Pakistan’s Kashmir emissaries draw a blank in Washington

October 09, 2016 02:24 am | Updated November 01, 2016 11:42 pm IST - Washington:

A Pakistani effort to drum up support on Kashmir here last week was met with a cold response from American interlocutors and opinion-makers. Pakistani parliamentarians Shazra Mansab Ali and Mushahid Hussain spoke at two think-tank events and met officials of the U.S. State Department, but their diplomatic brinkmanship that bordered on open threats to America appears to have not gone down well.

The two are among the several special envoys of the Pakistani Prime Minister on Kashmir now touring world capitals in the light of new tensions with India. They set out in unambiguous terms what Pakistan’s thinking is on its relationships with China, the U.S. and India.
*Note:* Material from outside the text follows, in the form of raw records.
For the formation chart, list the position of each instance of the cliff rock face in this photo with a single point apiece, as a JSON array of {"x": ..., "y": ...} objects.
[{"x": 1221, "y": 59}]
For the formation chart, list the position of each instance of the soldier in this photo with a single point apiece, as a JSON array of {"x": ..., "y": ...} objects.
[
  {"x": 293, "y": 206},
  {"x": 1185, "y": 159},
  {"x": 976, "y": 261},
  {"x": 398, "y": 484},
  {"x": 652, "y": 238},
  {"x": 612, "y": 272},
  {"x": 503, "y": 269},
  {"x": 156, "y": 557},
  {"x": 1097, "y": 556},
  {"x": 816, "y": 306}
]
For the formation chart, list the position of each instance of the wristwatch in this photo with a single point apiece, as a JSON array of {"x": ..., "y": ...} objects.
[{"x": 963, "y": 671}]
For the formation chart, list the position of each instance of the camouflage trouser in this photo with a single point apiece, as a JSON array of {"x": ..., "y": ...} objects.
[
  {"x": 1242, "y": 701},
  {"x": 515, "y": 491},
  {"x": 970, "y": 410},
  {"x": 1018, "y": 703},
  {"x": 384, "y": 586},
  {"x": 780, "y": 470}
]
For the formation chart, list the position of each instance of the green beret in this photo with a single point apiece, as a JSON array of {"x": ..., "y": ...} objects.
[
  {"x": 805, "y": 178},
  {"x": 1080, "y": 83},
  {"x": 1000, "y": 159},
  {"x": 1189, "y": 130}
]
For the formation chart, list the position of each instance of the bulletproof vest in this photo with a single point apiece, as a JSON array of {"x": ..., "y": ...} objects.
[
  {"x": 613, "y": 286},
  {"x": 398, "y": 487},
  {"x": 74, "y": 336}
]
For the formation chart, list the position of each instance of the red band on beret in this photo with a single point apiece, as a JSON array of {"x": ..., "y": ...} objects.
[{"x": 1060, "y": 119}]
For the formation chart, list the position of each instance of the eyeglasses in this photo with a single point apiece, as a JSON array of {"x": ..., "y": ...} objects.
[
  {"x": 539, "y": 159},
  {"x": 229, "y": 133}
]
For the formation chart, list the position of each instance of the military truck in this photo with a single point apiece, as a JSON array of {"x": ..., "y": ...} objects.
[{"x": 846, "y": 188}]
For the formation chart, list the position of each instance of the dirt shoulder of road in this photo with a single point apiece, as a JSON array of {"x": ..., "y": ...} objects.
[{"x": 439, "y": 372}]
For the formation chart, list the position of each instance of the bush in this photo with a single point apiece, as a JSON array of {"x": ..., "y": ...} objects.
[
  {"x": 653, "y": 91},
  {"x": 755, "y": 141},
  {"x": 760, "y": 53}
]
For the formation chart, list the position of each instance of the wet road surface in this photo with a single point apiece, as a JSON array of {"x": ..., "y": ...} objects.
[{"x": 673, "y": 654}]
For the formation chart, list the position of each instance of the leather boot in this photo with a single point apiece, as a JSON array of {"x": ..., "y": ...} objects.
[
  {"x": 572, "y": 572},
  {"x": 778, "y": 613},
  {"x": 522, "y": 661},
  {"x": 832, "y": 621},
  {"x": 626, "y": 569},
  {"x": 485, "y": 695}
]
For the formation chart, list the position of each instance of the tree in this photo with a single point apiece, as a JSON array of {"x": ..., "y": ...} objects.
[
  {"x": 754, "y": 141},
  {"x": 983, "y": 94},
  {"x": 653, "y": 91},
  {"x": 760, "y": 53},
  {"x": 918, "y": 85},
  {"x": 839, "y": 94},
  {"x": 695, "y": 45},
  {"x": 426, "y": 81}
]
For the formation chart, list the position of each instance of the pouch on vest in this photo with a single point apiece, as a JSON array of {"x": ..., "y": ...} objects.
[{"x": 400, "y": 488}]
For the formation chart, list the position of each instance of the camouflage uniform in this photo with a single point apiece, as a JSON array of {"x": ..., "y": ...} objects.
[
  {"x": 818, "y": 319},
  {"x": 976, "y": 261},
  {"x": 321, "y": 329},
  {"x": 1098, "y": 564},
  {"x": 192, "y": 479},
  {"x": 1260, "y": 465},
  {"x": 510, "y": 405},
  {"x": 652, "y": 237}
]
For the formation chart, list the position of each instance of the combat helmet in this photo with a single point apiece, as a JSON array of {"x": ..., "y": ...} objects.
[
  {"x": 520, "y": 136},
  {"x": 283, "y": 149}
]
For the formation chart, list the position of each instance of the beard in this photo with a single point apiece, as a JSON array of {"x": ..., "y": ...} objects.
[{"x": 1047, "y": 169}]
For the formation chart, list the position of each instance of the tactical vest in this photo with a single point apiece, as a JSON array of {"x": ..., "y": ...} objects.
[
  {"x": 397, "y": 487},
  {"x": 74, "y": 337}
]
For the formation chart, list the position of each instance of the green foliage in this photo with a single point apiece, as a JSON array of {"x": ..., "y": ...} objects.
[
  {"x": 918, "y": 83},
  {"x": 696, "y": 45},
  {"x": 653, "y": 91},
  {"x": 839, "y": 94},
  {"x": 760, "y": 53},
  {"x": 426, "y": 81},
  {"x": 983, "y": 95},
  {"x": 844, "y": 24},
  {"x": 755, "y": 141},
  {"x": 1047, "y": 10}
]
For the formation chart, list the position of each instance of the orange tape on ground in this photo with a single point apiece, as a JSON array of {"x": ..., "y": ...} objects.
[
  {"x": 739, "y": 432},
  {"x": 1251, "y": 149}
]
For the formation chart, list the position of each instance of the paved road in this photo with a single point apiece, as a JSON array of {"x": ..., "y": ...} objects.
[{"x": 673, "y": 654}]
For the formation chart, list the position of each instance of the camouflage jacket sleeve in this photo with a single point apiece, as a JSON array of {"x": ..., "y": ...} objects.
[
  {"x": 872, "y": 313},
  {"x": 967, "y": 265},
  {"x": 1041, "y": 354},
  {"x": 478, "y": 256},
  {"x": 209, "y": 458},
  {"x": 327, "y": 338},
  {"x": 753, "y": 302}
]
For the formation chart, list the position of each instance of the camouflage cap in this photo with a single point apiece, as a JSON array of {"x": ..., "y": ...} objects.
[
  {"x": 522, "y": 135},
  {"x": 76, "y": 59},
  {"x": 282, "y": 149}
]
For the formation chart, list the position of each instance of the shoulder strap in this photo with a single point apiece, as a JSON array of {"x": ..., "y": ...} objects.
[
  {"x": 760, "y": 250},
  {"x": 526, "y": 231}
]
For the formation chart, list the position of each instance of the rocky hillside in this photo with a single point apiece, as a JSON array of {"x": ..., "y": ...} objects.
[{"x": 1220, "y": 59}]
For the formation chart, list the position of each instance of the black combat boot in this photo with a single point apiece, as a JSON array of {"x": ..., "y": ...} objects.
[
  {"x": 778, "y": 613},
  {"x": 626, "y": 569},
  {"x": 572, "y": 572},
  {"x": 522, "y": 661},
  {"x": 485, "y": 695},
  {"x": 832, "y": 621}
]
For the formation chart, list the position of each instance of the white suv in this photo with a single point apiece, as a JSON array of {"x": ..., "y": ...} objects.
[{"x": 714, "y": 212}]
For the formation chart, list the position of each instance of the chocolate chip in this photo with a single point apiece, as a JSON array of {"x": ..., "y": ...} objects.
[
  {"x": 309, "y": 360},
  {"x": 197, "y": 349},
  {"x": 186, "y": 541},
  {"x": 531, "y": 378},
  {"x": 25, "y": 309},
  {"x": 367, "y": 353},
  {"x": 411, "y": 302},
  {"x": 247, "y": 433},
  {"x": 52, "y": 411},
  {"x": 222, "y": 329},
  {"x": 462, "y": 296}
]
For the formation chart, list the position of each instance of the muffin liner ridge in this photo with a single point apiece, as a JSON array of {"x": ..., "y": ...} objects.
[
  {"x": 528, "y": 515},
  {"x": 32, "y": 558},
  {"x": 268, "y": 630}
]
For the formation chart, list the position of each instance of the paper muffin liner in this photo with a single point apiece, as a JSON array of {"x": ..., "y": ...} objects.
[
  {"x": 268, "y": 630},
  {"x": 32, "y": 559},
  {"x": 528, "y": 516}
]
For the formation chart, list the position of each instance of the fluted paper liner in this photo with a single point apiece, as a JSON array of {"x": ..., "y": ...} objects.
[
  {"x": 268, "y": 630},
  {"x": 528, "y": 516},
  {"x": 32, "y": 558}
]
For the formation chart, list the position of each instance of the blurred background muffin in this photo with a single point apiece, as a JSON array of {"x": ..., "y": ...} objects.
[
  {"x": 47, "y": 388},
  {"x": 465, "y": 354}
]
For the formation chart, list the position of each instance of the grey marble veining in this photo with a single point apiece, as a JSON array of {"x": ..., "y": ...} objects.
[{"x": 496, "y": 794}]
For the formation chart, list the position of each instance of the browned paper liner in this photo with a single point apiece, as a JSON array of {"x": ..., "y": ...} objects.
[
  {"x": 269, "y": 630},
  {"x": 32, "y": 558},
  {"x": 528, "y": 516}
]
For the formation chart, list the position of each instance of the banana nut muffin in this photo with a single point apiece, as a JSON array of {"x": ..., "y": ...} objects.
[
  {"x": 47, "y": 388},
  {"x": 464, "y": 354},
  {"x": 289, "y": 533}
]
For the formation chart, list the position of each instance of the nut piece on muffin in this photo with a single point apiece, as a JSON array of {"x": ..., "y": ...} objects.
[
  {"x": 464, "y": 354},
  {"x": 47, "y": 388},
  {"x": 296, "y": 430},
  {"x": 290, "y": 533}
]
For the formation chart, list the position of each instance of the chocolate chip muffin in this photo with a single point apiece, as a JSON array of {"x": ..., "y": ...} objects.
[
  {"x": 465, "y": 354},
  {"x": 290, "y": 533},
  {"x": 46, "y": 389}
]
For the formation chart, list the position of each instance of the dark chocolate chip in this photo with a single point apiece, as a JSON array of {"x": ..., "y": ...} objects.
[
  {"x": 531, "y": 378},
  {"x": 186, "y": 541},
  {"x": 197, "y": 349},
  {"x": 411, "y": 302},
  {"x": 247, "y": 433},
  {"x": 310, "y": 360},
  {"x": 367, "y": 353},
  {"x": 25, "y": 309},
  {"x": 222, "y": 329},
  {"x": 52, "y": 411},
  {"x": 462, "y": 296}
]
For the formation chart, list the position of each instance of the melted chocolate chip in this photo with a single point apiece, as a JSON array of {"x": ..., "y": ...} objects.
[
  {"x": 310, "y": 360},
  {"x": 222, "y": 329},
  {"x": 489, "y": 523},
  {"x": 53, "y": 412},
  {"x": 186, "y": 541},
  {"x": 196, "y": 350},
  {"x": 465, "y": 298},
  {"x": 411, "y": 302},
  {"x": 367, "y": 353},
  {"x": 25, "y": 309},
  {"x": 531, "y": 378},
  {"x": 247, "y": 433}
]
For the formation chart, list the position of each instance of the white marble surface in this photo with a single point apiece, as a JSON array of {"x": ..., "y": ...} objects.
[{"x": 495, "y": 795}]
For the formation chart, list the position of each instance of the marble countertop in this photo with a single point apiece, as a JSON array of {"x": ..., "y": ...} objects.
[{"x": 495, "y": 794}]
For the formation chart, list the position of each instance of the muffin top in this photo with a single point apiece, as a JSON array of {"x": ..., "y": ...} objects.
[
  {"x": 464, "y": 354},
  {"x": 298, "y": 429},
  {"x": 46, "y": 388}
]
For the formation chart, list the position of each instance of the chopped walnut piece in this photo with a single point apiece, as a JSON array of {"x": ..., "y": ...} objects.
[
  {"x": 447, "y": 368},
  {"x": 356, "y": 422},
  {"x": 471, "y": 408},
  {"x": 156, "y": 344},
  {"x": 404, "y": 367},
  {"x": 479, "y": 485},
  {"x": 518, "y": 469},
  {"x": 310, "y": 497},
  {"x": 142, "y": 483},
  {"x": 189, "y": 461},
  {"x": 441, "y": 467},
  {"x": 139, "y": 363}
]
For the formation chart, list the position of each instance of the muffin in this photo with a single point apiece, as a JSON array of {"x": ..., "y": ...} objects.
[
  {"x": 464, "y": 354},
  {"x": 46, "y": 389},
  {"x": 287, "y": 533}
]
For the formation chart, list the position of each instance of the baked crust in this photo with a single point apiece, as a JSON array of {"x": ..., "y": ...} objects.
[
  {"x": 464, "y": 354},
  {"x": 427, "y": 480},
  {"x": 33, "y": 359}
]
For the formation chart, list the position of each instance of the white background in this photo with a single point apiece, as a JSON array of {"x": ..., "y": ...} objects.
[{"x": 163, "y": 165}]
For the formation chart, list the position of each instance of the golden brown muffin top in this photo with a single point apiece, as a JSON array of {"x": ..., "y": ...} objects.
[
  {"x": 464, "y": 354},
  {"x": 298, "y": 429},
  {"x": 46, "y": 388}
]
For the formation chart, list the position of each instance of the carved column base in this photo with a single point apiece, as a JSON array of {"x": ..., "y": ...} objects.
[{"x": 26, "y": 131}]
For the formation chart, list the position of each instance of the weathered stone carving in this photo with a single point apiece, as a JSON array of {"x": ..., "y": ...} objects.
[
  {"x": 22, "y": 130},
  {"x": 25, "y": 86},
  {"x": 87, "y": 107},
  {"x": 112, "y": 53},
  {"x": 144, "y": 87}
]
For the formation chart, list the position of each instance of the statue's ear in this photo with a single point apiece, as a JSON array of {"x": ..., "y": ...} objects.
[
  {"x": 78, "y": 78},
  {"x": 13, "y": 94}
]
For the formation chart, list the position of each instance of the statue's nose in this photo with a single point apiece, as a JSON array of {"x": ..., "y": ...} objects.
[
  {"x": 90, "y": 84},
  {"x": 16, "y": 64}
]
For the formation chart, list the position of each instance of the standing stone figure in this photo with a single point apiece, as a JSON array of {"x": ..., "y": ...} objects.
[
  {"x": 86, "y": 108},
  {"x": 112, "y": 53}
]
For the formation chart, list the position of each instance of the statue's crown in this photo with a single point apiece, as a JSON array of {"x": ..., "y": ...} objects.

The two made the following arguments in their interactions: America is a power in decline and it does not keep its words. Therefore, Pakistan has no obligation to support America: Pakistan and China are the only two countries in the world that have a 100 percent convergence on all strategic questions that are key to both; Hillary Clinton’s 2011 intention to create a new Silk Road with India, made in a speech in Chennai, and Barack Obama’s Pivot to Asia make it clear that the U.S. is siding with India; Pakistan supports China’s claims in South China Sea “100 per cent”; Pakistan cannot be internationally isolated. It has China and Russia supporting it; There can be no peace in Afghanistan unless there is peace in Kashmir. Therefore, America must intervene; and if India wants to occupy the global high table, it has to resolve issues with Pakistan and the “ball is in Prime Minister Narendra Modi’s court”.

Road to Kabul

“Road to peace in Kabul passes through Kashmir. You cannot compartmentalise and segregate these issues. Peace in South Asia must be comprehensive,” Mr. Hussain said at an event at Stimson Center this week. It is not that Richard Olson, Special Representative for Afghanistan and Pakistan, and Peter Lavoy, Senior Director for South Asian Affairs at the National Security Council — who is the foremost policymaker for the region — are unsympathetic to this argument. The Pakistan leaders met these American officials during their stay. The Barack Obama administration has viewed South Asia as a compact, and therefore has in the past nudged the Modi government to engage Pakistan in talks, so that some common ground emerges between the two countries, including on Afghanistan.

Overstretched line

But Pakistan appears to have already overstretched this line of argument, and in its last leg, the Obama administration is highly doubtful of Pakistan’s abilities and intentions about Afghanistan.

The signals to this effect came when these American officials went to New Delhi en route to Kabul in April and met Indian officials, including National Security Adviser Ajit Doval.

“The bottom line is that Pakistan has a credibility problem in Washington, and much of the messaging of its envoys — which includes perfectly reasonable and accurate comments about Beijing’s support for Islamabad and Washington’s siding with New Delhi — will likely fall on deaf ears,” said Michael Kugelman, senior associate for South and Southeast Asia at the Woodrow Wilson Center.

A tall order

“When Pakistani envoys come to Washington to try to bring attention to Kashmir, it’s always a tall order, because of Washington’s short attention span and its fixation on a variety of foreign policy crises around the globe. But their job is even tougher now with the Obama administration winding down its term and election fever everywhere. Those are two major distractions.

They also face the reality of deepening U.S.-India relationship, which will make Washington hesitant to take public positions on Kashmir so as to avoid upsetting New Delhi.”

From a more cynical perspective, the relative weight of Kashmir in American policy discourse had been severely diminished owing to the chaos in other parts of the world. Michael Krepon, co-founder of Stimson Center and South Asia expert, asked the Pak envoys: “Kashmir is modest by comparison with many other parts. When is it so hard for the U.S. to get involved in a more helpful way in Syria, why should the U.S. get more involved in Kashmir,” Mr. Krepon, usually sympathetic to Pakistan, sought to know what are the three things Pakistan could do to improve the relations when Mr. Hussain listed three things that Indian must do.

The State Department officials repeated their comment that America’s position on Kashmir has not changed and India and Pakistan must resolve it bilaterally.